I'm searching for a method to add the predicted (real, not standardized) values of every single variable in my model
> model<-gam(LN_Brutto~s(agecont,by=Sex)+factor(Sex)+te(Month,Age)+s(Month,by=Sex),
data=bears)
This is the summary of my model:
> summary(m13)
Family: gaussian
Link function: identity
Formula:
LN_Brutto ~ s(agecont, by = Sex) + factor(Sex) + te(Month, Age) +
s(Month, by = Sex)
Parametric coefficients:
Estimate Std.
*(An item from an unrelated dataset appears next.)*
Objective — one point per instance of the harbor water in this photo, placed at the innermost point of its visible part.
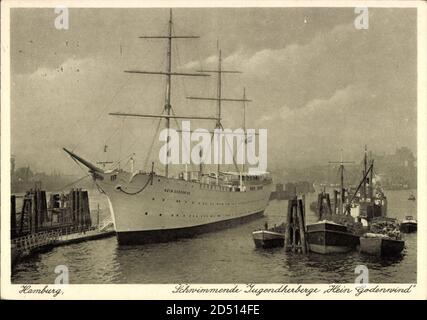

Error t value Pr(>|t|)
(Intercept) 4.32057 0.01071 403.34 <2e-16 ***
factor(Sex)m 0.27708 0.01376 20.14 <2e-16 ***
---
Signif. codes: 0 '***' 0.001 '**' 0.01 '*' 0.05 '.' 0.1 ' ' 1
Approximate significance of smooth terms:
edf Ref.df F p-value
s(agecont):Sexf 8.1611 8.7526 20.170 < 2e-16 ***
s(agecont):Sexm 6.6695 7.5523 32.689 < 2e-16 ***
te(Month,Age) 10.3651 12.7201 6.784 2.19e-12 ***
s(Month):Sexf 0.9701 0.9701 0.641 0.430
s(Month):Sexm 1.3750 1.6855 0.193 0.787
---
Signif. codes: 0 '***' 0.001 '**' 0.01 '*' 0.05 '.' 0.1 ' ' 1
Rank: 60/62
R-sq.(adj) = 0.781 Deviance explained = 78.7%
GCV = 0.048221 Scale est. = 0.046918 n = 1093
predicted values are provided by this code:
> predict<-predict(m13, type = "terms")
And the result looks like this:
factor(Sex) s(agecont):Sexf s(agecont):Sexm te(Month,Age) s(Month):Sexf s(Month):Sexm
1 0.2770806 0.000000000 0.111763696 -0.077845764 0.000000000 0.0007840912
2 0.2770806 0.000000000 0.240016156 -0.049143798 0.000000000 0.0007840912
3 0.2770806 0.000000000 0.034328752 0.046524454 0.000000000 -0.0058871897
4 0.0000000 -0.786533918 0.000000000 -0.067942427 0.021990192 0.0000000000
5 0.0000000 0.074434715 0.000000000 0.046524454 0.021990192 0.0000000000
6 0.0000000 0.161121563 0.000000000 0.089599601 0.021990192 0.0000000000
7 0.0000000 0.074434715 0.000000000 0.046524454 0.021990192 0.0000000000
8 0.2770806 0.000000000 -0.298597370 -0.007877328 0.000000000 -0.0058871897
...
But I guess these are just standardized predicted values and not the real values (the real ones should have no negative values!?).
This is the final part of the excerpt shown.